Reggie Miller: 8.9 Saniyede Süperstardan Efsaneye Dönüşüm

07/Eki/20 13:24 Ekim 7, 2020

admin69

07/Eki/20 13:24

Eurohoops.net

NBA Finallerinde tarih boyunca birçok sürpriz performansa tanıklık ettik…

by Marcus Thompson II, Çeviri: Arma Kaynar / info@eurohoops.net

Bu çevirinin tüm hakları Eurohoops Ltd. Şti.’ye aittir ve tamamının veya bir kısmının izinsiz kullanılması kesinlikle yasaktır.

Bu yazı 2o Ağustos 2020 tarihinde TheAtletic’te yayınlanmış ve uyarlanarak çevrilmiştir.

Maçın bitimine 18.7 saniye kala Pacers 105-99 gerideydi. Madison Square Garden’daki Knicks taraftarı, maçı kazandıklarını düşünerek yavaş yavaş salonu terk etmeye başlamıştı. 1995 Doğu Konferansı yarı final serisinde takımlarının 1-0 öne geçtiğini düşünüyorlardı. 

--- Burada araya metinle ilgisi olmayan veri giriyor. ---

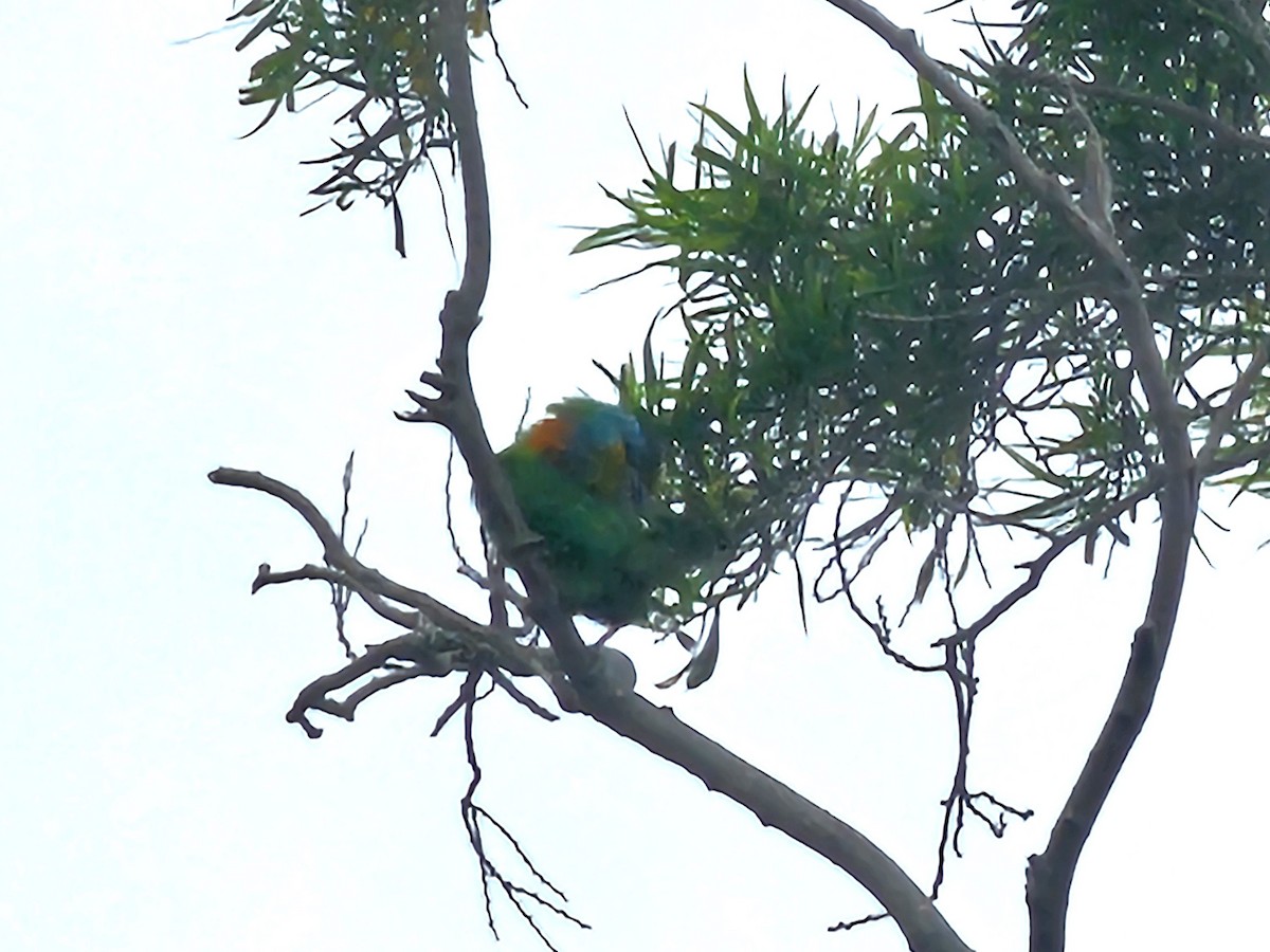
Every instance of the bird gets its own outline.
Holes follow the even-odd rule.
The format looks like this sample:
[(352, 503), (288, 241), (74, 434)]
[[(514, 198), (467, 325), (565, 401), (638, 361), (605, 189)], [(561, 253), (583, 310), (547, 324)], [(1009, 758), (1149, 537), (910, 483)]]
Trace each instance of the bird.
[(547, 411), (498, 459), (560, 603), (608, 626), (646, 622), (668, 555), (644, 517), (662, 466), (650, 418), (589, 397)]
[(601, 499), (636, 508), (644, 504), (660, 471), (662, 454), (634, 413), (591, 397), (566, 397), (550, 405), (547, 413), (517, 442)]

Ancak gecenin devamında yaşananlar, NBA Playoff tarihinin en ununtulmaz geri dönüşlerinden birisine sahne oldu. Aslında bu, sadece bir geri dönüşten de daha fazlasıydı. O gece yaşananlar, harika bir oyuncunun sonsuza kadar efsane olarak anılmasına sebep oldu. Reggie Miller’ın o gecesi, onun büyüklüğünü en iyi şekilde ortaya koyuyordu. İyi bir şutör, bir anda ritim bulmamıştı. Miller, en çok ihtiyacı olduğu anda tüm sihrini sahaya yansıtmıştı. 

2.00 metre boyundaki Miller’ın tek yeteneği şut atmak değildi. Miller, fizikli pivotlar ve atletik kanat oyuncularının ligi olarak görülen NBA’de adeta bir basketbol peygamberiydi. Miller, maçın sonunda 8.9 saniye içerisinde modern basketbolun öncülerinden birisi olmasını sağlayan yeteneklerini sonuna kadar sergiledi. 

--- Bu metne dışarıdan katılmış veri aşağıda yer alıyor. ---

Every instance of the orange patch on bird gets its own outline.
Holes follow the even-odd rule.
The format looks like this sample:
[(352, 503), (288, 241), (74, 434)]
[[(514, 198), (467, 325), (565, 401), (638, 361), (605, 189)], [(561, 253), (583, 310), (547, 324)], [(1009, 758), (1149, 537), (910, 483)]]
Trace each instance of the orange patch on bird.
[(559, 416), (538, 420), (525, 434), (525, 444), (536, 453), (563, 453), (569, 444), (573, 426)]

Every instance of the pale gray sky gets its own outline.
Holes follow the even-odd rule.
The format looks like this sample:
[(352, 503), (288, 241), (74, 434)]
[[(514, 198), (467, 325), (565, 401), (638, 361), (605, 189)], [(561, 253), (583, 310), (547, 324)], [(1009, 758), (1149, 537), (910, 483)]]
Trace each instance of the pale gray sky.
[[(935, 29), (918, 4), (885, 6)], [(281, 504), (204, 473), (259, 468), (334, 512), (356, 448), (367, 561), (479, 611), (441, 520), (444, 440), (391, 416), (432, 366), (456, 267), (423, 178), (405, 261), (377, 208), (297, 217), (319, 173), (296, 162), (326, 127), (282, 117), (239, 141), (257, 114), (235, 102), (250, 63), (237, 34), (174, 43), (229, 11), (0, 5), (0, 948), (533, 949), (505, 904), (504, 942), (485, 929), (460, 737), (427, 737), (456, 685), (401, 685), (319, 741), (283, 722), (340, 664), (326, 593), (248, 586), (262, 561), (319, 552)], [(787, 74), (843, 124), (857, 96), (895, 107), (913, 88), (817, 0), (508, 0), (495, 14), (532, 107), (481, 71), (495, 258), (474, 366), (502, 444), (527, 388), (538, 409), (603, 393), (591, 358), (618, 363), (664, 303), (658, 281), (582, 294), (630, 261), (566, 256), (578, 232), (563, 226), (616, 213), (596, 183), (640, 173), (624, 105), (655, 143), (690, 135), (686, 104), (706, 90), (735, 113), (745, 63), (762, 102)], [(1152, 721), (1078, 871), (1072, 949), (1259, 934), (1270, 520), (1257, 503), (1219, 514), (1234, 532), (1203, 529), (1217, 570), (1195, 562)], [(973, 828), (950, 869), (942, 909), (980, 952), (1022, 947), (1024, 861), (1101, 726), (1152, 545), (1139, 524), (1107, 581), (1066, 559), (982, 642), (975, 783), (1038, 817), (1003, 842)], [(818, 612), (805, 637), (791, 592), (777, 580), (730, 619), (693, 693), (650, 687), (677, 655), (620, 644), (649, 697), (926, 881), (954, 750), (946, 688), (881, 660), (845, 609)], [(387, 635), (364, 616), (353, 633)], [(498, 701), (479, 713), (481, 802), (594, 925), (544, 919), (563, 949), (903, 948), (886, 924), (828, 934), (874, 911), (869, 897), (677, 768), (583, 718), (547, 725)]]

2015 yılında Charles Barkley, canlı yayında “Son 16 yıldır aynı şeyi söylüyorum. Şuta dayalı takımları sevmiyorum. Ağırlıkla şut atarak şampiyonluk kazanamazsınız.” ifadelerini kullanmıştı. 

Bu açıklamanın yapıldığı yıl Golden State Warriors, tarihin en iyi şut performanslarından birisini sergileyerek NBA şampiyonluğuna uzanmayı başardı. Bir sonraki yıl ise bir kez daha NBA Finallerinde yer aldılar. Warriors, 3 sayılık atışlara karşı olan algıyı değiştirerek bir basketbol devrimi yapmayı başardı. Şu anda neredeyse ligdeki bütün takımlar, oyunlarını 3 sayılık atışların üzerine kuruyor. Bu özellik, takımların en önemli silahlarından birisi haline geldi. 

Ancak Warriors’tan hatta Stephen Curry ve Ray Allen’dan bile çok daha önce Reggie Miller, tam olarak da bu savaşı veriyordu. Miller, belki de o zamanlar 3 sayılık atışlar konusunda koca bir jenerasyona ilham kaynağı olduğunu bilmiyordu. Ancak Miller’ın rekabetçi yapısı, Michael Jordan gibi isimlerle kafa kafa mücadele etmesini sağlarken uzun şut menzili de rakipleri için kendisini ölümcül bir tehdit haline getiriyordu. The Last Dance belgeselinde Jordan, Miller’lı Indiana Pacers takımının playofflarda karşılaştıkları en zorlayıcı ekiplerden birisi olduğunu söylemişti. Bunun en büyük sebebi de Miller’ın elit seviyedeki şutörlüğü ve caydırıcı savunmasıydı. 

“Fizik olarak çok kuvvetli birisi değilim.” diyordu 2015 yılında  Jimmy Kimmel’ın talk show’un katılan Miller. “Boyum uzun gözükebilir ancak lige geldiğim dönemde sadece 80 kiloydum. Çok fizikli ya da kuvvetli değildim. Bu yüzden bir şekilde fark yaratmam gerekiyordu. Ben de bu farkı trash talk yaparak yarattım.” 

Miller, maçlarda durmadan konuşurdu çünkü bu konuda neredeyse diğer herkesten daha yetenekli olduğunu biliyordu.